Carl Lang : « Marine Le Pen a commis une infâmie »

28 Mai 2015, 05:42am

Publié par Thomas Joly

Ancien membre historique du Front national (1978-2008) et aujourd’hui président du Parti de la France, Carl Lang analyse la situation de son ex-formation politique, secouée par les tensions entre Jean-Marie Le Pen et sa fille Marine. Et l’ancien secrétaire général du FN n’est pas particulièrement tendre avec sa présidente…

La Gazette : Aviez-vous vu venir le clash entre Marine Le Pen et son père, Jean-Marie Le Pen, après les dernières déclarations de celui-ci dans le journal Rivarol, à propos notamment de Pétain ?

Carl Lang : Le climat était déjà un peu agité. Ce qui s’est produit ne m’étonne donc pas vraiment. D’abord, une partie de l’entourage de Marine Le Pen est composée d’anciens membres du Mouvement national républicain (MNR) de Bruno Mégret, tels Nicolas Bay ou Steeve Briois. Lesquels voulaient depuis un certain temps déjà se débarrasser de Jean-Marie Le Pen. Je rappelle que Bruno Mégret avait entraîné des cadres du Front national dans l’épisode de dissidence de 1998.

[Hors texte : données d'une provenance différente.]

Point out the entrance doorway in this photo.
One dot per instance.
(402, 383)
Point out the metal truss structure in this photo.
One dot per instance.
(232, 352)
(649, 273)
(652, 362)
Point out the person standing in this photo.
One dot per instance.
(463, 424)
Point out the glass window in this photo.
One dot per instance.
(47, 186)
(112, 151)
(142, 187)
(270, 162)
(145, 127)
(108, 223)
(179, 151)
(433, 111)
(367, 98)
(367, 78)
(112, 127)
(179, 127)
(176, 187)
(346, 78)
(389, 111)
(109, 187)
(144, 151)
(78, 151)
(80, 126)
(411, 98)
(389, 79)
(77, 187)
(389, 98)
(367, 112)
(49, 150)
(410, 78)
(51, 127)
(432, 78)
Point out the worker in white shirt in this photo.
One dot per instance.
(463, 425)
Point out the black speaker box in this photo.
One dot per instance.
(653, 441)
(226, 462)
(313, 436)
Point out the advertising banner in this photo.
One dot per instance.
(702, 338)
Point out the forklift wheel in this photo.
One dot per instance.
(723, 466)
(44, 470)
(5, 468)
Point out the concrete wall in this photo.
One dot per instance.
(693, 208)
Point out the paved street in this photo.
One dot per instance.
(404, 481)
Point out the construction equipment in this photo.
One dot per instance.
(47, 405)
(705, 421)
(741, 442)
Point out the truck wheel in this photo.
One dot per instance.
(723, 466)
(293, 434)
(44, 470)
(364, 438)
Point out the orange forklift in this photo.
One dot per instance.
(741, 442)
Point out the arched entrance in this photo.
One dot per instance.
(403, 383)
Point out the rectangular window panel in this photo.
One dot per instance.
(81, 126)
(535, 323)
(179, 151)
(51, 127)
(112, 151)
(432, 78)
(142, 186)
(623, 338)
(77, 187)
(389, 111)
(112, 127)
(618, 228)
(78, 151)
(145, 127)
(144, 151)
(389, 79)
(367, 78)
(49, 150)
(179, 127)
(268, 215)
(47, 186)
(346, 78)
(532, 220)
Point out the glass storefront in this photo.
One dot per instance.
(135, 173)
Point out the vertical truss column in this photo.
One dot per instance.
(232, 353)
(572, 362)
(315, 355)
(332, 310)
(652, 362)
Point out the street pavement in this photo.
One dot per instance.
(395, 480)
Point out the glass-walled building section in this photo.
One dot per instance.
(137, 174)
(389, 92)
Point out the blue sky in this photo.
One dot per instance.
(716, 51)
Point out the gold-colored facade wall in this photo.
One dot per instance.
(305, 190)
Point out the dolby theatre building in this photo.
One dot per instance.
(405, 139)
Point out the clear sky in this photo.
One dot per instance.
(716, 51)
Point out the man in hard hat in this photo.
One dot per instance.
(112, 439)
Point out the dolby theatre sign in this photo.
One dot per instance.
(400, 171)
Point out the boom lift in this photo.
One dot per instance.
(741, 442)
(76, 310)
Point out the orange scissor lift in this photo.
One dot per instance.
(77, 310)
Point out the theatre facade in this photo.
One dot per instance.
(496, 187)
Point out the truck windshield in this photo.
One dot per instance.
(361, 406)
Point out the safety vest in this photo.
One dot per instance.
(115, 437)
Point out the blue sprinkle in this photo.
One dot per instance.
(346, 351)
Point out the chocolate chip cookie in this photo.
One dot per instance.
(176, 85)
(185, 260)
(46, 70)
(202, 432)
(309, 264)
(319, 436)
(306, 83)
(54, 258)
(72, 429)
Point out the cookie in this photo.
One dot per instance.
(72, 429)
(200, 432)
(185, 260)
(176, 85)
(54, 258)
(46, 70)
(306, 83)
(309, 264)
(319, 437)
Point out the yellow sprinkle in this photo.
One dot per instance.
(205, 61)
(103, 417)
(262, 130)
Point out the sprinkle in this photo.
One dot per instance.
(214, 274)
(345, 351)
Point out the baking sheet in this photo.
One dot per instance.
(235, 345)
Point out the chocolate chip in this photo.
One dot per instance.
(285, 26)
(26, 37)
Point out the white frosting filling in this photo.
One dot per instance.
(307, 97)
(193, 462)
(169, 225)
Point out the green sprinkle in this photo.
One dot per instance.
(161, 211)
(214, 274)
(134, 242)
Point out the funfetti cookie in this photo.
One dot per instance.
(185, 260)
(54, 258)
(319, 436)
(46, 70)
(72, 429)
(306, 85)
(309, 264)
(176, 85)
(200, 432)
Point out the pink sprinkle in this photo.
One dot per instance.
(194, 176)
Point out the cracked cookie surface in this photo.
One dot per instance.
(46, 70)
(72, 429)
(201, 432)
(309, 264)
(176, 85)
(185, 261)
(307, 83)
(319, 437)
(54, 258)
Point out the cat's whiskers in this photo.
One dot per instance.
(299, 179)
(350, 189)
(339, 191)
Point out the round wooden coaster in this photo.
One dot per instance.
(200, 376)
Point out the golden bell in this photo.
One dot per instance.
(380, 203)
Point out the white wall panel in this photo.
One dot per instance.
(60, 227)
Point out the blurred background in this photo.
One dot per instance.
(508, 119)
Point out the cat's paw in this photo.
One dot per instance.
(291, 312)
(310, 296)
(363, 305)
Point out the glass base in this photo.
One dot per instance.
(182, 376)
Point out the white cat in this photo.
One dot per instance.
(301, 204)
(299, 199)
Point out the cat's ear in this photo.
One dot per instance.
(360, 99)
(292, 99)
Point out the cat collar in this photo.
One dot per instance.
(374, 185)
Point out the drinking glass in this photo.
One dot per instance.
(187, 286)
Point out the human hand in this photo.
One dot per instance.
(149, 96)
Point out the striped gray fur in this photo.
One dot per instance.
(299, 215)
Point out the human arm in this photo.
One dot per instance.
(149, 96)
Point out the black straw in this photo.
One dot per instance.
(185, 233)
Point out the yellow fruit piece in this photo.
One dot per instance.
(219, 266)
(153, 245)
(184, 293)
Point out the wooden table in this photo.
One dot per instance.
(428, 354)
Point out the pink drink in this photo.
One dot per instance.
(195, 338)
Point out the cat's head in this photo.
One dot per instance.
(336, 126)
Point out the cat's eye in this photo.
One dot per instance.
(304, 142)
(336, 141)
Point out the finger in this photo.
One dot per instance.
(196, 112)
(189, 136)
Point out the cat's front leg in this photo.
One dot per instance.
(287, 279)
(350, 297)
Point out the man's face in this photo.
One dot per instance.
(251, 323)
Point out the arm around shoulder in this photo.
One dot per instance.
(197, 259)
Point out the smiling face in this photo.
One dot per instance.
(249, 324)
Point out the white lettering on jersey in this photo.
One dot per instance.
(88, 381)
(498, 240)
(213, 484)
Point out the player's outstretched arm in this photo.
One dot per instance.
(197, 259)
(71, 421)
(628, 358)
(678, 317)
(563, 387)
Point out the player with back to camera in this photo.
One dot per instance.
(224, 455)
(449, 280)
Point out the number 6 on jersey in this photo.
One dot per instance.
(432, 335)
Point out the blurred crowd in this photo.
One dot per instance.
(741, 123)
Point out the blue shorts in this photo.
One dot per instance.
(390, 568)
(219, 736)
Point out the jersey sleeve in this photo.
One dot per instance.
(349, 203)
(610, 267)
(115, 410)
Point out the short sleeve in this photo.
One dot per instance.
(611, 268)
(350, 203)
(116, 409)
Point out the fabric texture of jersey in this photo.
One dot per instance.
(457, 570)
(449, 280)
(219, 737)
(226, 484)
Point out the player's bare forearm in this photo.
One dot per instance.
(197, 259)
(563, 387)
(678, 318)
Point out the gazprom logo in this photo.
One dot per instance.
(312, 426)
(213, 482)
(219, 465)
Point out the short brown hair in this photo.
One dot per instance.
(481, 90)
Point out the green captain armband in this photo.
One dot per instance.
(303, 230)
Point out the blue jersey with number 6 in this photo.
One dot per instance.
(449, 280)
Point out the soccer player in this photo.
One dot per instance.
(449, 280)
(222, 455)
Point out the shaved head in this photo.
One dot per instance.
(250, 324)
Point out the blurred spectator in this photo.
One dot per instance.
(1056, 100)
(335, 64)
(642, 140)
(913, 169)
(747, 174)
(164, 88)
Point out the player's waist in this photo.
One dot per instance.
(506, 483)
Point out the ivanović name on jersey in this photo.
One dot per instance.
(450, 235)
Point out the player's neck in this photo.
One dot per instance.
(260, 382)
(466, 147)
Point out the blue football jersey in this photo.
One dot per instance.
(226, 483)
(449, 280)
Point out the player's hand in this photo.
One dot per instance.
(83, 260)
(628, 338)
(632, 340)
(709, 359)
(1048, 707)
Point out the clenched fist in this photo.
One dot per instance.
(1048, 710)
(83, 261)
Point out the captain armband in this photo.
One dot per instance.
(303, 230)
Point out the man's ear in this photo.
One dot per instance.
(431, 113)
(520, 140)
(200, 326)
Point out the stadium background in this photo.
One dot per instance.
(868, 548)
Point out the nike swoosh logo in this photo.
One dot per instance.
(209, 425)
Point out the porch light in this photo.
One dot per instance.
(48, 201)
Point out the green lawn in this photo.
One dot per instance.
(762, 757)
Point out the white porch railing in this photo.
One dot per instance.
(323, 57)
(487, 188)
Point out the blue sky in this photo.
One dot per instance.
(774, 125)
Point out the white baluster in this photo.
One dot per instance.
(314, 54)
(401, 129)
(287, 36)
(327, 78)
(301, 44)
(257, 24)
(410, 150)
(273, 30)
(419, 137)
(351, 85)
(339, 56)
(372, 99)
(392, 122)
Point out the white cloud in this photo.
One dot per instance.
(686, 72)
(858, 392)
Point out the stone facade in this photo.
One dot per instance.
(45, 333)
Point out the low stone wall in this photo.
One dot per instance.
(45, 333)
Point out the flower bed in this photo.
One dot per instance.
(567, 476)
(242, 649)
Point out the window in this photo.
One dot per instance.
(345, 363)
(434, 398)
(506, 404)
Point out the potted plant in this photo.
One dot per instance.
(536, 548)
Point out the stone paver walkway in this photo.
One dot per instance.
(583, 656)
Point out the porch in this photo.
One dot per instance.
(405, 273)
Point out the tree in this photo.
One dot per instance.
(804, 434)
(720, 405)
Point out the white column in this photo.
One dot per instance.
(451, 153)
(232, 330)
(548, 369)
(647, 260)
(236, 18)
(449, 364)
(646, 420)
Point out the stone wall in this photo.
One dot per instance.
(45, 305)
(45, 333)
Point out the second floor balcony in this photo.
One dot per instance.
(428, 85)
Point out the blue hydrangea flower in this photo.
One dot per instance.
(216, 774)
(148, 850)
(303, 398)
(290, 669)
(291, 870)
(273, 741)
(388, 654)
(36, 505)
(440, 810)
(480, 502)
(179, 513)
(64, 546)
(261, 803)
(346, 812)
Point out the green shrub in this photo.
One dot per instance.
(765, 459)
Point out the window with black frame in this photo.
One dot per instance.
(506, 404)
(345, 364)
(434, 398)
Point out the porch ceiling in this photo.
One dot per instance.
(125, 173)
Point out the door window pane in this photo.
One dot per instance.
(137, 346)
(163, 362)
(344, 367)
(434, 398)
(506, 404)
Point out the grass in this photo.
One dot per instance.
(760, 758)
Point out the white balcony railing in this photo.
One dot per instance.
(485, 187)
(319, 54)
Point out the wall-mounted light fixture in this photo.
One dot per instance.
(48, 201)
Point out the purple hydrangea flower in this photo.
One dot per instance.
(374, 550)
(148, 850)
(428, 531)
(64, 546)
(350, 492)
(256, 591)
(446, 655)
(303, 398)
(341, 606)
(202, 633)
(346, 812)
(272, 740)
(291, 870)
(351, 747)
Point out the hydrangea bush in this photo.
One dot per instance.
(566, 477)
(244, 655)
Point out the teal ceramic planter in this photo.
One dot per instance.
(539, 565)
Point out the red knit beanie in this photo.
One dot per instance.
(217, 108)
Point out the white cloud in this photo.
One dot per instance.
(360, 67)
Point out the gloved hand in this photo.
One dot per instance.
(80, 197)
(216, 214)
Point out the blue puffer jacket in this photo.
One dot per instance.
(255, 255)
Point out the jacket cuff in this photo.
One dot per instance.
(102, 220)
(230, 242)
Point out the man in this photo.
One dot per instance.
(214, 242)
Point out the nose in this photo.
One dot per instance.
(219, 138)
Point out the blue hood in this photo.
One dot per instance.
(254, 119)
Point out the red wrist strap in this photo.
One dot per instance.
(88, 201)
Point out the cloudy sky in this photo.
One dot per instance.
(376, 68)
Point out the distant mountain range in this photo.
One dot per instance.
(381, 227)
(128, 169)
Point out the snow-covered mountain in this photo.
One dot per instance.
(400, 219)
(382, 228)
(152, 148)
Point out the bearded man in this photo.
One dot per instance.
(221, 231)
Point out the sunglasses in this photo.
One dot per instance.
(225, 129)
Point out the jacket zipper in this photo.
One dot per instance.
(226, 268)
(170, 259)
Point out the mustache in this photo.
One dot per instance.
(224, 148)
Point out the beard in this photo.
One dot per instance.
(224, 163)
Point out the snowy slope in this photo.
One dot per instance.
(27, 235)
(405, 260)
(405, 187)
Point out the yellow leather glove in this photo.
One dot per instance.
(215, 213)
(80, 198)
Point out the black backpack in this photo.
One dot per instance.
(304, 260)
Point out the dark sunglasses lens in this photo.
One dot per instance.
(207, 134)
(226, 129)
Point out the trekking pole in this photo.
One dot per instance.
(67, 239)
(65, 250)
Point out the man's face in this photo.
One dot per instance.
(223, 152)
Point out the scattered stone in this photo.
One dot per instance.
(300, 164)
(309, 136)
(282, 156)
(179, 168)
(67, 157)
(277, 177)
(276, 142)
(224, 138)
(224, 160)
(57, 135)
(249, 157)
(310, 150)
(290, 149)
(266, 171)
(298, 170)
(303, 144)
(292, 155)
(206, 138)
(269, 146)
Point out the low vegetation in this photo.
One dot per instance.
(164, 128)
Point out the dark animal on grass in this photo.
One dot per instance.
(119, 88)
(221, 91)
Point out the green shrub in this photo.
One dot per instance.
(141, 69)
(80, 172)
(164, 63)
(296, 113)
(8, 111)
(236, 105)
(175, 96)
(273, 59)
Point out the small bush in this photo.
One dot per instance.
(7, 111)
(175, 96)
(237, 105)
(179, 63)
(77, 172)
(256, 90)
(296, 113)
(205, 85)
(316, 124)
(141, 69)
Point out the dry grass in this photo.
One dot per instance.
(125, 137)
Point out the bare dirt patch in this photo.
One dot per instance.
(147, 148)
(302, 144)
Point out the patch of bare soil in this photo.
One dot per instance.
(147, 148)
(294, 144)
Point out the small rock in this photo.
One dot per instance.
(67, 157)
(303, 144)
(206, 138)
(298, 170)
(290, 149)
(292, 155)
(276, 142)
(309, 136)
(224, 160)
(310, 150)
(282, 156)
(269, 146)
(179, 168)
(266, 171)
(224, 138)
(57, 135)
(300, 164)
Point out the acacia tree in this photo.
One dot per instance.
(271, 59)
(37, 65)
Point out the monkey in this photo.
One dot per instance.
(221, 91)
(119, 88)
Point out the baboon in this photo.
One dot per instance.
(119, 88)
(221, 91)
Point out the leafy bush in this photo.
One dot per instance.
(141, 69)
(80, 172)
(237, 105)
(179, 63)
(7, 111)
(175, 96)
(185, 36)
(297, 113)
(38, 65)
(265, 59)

Dans cette garde rapprochée figure aussi Florian Philippot…

J’allais y venir. M. Philippot vient de la gauche souverainiste. Quand il parle, j’ai l’impression d’entendre Jean-Pierre Chevènement. Comme Nicolas Bay, Steeve Briois et quelques autres, il ne souhaitait rien d’autre que de se débarrasser de Jean-Marie Le Pen. Et c’est l’autre aspect qui me fait dire que cet affrontement entre Jean-Marie Le Pen et sa fille Marine ne me surprend guère depuis que cette dernière mène un processus de normalisation. Elle veut être accueillie par les médias parisiens, et elle n’a qu’une obsession, faire du chiffre.

A-t-elle tué le père ?

Elle a su saisir l’occasion d’euthanasier électoralement et politiquement son père. Et cela me choque beaucoup. Car elle lui doit tout. C’est non seulement sa fille, mais si elle est présidente du Front national, elle le doit à son père. On ne se comporte pas comme cela avec son père. Jean-Marie Le Pen a imposé sa fille dans un parti où tout le monde ne voulait pas forcément d’elle. Il l’a protégée, n’hésitant pas à se séparer de cadres du Front national comme Marie-France Stirbois, Jean-Claude Martinez, Jacques Bompard ou moi-même. Et lors de l’élection à la présidence du FN en 2011, il a soutenu sa fille face à son vieux camarade de route, Bruno Gollnisch. L’acte de Marine Le Pen vis-à-vis de son père, je le considère comme une infamie.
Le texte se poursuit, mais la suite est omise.